En tiempos en los que corretear de un lado para otro se ha convertido en deporte generalizado, zambullirse en la obra del escritor y viajero Leigh Fermor supone una conmoción de magnitud considerable. Una experiencia a la vez maravillosa y tristemente turbadora. Maravillosa por el innegable placer que nos regala; triste y turbadora porque no puede rehuirse un sentimiento de melancolía. Nostalgia ante un modo de viajar pausado y profundo; añoranza de su narrador, aquel exuberante y generoso amigo que nos cedía plaza preferente en su alfombra mágica.

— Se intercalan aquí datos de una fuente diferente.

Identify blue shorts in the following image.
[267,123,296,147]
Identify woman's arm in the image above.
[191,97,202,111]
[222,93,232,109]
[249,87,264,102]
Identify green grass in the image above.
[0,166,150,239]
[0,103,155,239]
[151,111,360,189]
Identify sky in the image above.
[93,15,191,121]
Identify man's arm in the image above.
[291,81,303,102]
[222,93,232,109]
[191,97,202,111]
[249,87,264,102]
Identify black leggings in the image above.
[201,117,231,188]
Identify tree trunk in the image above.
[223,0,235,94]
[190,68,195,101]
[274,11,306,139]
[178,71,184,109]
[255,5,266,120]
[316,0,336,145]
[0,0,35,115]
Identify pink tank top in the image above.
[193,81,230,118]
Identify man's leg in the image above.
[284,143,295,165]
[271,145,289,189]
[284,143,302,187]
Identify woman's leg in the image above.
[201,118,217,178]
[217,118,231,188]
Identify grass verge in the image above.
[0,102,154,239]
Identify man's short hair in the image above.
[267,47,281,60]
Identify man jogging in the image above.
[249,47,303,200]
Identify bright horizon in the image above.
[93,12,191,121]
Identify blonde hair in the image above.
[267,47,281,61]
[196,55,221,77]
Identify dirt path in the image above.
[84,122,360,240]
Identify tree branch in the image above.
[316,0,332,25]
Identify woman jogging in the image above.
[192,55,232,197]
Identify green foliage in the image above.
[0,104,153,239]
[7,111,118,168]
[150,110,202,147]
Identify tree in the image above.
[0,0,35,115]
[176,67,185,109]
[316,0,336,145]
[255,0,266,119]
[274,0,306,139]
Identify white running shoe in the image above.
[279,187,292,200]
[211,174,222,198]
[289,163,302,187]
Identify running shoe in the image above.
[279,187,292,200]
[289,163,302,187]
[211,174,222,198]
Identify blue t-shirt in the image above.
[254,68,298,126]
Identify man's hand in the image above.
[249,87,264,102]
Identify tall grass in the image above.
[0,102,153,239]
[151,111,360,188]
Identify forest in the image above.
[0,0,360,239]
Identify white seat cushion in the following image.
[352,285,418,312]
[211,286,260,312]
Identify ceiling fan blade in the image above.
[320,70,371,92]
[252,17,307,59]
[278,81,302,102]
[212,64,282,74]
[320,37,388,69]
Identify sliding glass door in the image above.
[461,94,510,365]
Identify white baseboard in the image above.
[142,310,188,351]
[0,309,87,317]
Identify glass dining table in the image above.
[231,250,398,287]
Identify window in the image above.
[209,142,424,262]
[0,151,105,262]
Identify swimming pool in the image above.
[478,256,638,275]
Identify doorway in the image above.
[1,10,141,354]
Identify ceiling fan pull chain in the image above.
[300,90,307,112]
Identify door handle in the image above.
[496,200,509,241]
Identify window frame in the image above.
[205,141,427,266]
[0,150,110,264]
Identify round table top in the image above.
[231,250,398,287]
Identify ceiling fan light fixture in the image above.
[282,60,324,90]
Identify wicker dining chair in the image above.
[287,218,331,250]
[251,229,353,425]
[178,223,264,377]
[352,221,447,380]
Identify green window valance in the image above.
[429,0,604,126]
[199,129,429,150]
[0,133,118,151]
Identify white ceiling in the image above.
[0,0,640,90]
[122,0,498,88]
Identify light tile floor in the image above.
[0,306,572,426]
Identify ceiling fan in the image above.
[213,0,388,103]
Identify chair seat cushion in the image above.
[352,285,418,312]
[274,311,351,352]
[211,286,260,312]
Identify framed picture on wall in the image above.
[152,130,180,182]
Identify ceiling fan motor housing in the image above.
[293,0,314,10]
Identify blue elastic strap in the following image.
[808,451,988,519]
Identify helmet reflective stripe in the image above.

Patrick Leigh Fermor, último ejemplar de esta especie, se inscribe en la tradición de autores británicos que mezclan aventura con academicismo, poesía con prosa, humor con seriedad. Autodidacta, cultísimo, aventurero y vividor, su biografía es tan novelesca que en sí misma bastaría para convertirlo en figura de extraordinario atractivo.

Nació en 1915. Su padre era un prestigioso geólogo destinado en la India y la madre no tardó mucho en reunirse con él. El pequeño Patrick quedó atrás, al cuidado de una sencilla familia de granjeros. Fue una infancia felizmente asilvestrada y cuando sus padres regresaron lo encontraron convertido en un muchacho vivaz, ávido de conocimientos pero no apto para la escuela convencional. Tras varios intentos fracasados, lo inscribieron en una academia militar de Londres donde –como era de esperar– descubrió los círculos bohemios y las almas gemelas que los habitaban.

A los dieciocho años le llegó una temprana resaca. Estaba harto de juergas, se sentía vacío, sin perspectivas de futuro. Fantaseaba con huir a algún país lejano y allí empezar su vida de cero, escribir. Fue entonces cuando tomó la decisión que marcaría su vida: iría andando hasta Constantinopla. Inició su viaje en diciembre de 1933, cargado con poco más que un saco de dormir, sus cuadernos de notas y un montón de lápices. Por delante tenía los duros fríos del invierno centroeuropeo y la pequeña asignación familiar –cuatro libras mensuales– apenas le alcanzaba para subsistir. Lo resolvió viviendo a merced de las hospitalarias personas que encontró en ruta. Casi siempre fue acogido con afecto, cuando no entusiasmo; joven, bien parecido, tenía carisma a toneladas y un inusual talento para la conversación. Cualidades que conservó en la vida adulta y que le fueron de gran utilidad en sus viajes. Era un perfecto charmeur y como a tal se le recibía.

Poco a poco fue tejiendo una red de amigos y protectores que a su vez le dieron cartas de presentación para posteriores etapas del viaje. La estrategia fue tan exitosa que al final de su trayecto encontró acomodo en no pocos castillos y mansiones. Puso pie en Constantinopla el primero de enero de 1935. A punto de cumplir veinte años, había compartido mesa con campesinos, mercaderes y aristócratas; dormido en chozas, palacios o bajo los árboles. La Europa que dejaba atrás desaparecería muy pronto, engullida en el fragor de la Segunda Guerra Mundial, pero las lecciones que aprendió en sus caminos fueron decisivas. Plantaron la semilla de su futura escritura y lo convirtieron en un templado viajero; estoico cuando las circunstancias lo requerían, sibarita y sensual cuando se le ofrecía la posibilidad de serlo.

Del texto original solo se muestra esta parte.